Ex-lawyer turned relationship coach

Trickle-Down Economics Fuels Inequality

In the ‘80s, the economy of the United States was in shambles. Unemployment was high, prices were rising, and growth was slow. Incumbent president Reagan and his team thought they had the answer to save the American economy.

Reaganomics.

Which revolves around the trickle-down theory: lower taxes of corporations and businesses will use their savings to invest, creating higher wages and more jobs, which will finally increase spending.

But Reaganomics is controversial. 

Opponents argue that when corporate taxes are cut, social welfare programs suffer. And that the rich people in charge of the corporations will just get richer.
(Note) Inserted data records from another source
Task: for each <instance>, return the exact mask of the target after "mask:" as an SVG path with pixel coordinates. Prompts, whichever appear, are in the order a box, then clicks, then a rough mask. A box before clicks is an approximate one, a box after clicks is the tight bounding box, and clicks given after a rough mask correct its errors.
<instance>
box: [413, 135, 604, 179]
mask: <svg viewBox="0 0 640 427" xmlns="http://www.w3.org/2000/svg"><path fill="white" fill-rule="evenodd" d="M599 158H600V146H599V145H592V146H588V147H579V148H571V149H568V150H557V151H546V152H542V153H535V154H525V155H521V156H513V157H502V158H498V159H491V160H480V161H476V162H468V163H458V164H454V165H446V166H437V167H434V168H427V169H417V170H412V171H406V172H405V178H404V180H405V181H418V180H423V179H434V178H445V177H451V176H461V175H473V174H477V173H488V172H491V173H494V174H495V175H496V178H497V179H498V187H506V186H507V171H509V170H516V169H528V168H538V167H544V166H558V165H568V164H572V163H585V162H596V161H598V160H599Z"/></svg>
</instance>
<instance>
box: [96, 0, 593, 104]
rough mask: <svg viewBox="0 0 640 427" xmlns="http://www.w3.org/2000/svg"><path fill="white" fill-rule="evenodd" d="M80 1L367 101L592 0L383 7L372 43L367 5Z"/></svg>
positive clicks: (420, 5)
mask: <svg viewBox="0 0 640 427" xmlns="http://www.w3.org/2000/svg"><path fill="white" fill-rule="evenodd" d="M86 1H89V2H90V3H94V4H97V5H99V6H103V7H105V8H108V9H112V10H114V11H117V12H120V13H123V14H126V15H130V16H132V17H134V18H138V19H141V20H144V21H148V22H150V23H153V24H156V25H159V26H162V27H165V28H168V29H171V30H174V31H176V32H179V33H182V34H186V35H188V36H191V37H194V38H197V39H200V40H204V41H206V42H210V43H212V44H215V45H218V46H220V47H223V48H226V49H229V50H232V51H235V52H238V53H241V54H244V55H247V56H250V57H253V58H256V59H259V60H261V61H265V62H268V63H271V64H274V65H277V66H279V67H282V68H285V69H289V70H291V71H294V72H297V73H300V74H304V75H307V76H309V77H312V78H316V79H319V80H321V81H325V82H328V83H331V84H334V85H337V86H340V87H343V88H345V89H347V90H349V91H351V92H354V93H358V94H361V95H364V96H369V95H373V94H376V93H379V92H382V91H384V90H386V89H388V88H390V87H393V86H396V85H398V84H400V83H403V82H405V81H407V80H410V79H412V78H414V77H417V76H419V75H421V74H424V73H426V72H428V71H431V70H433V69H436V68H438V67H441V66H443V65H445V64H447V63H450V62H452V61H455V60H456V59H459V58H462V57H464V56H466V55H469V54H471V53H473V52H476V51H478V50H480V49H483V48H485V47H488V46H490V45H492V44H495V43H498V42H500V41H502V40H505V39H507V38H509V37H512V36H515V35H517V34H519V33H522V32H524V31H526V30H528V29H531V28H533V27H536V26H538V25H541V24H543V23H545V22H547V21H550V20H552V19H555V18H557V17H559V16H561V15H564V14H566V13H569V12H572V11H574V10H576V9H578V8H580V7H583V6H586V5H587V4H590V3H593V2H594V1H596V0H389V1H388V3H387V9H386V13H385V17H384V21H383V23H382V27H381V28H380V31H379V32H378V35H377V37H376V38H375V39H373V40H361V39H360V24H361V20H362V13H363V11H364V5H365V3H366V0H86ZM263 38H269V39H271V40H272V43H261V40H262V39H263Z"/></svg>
Reaganomics, however, was not just about lowering taxes. The other three cornerstones of Reagan’s solution involved: deregulating business, slashing social program expenses, and  giving government services over to private contractors.

The result?

Economic prosperity that continued through the rest of Reagan’s presidency. Although it’s unclear whether that had anything to do with the former actor’s measures. Critics argued that the economy would have recovered under the old conditions too.

Which meant that Reagan’s 42% tax break for the rich may have done nothing but fattened their already corpulent wallets.

Trickle-down economics has been a questionable topic for decades. But this month, after Dr. Hope and his team finished studying 50 years’ worth of tax cuts for the wealthy, we’ve got the final verdict.

Favoring the rich does NOT benefit the middle and lower classes. And how could it? Nobody can predict how the affluent spend their extra millions.

If the wealthy sit on their riches like a dragon sits on its gold, no one benefits but the person who enjoyed the tax cuts.

Don’t fall for trickle-down hogwash.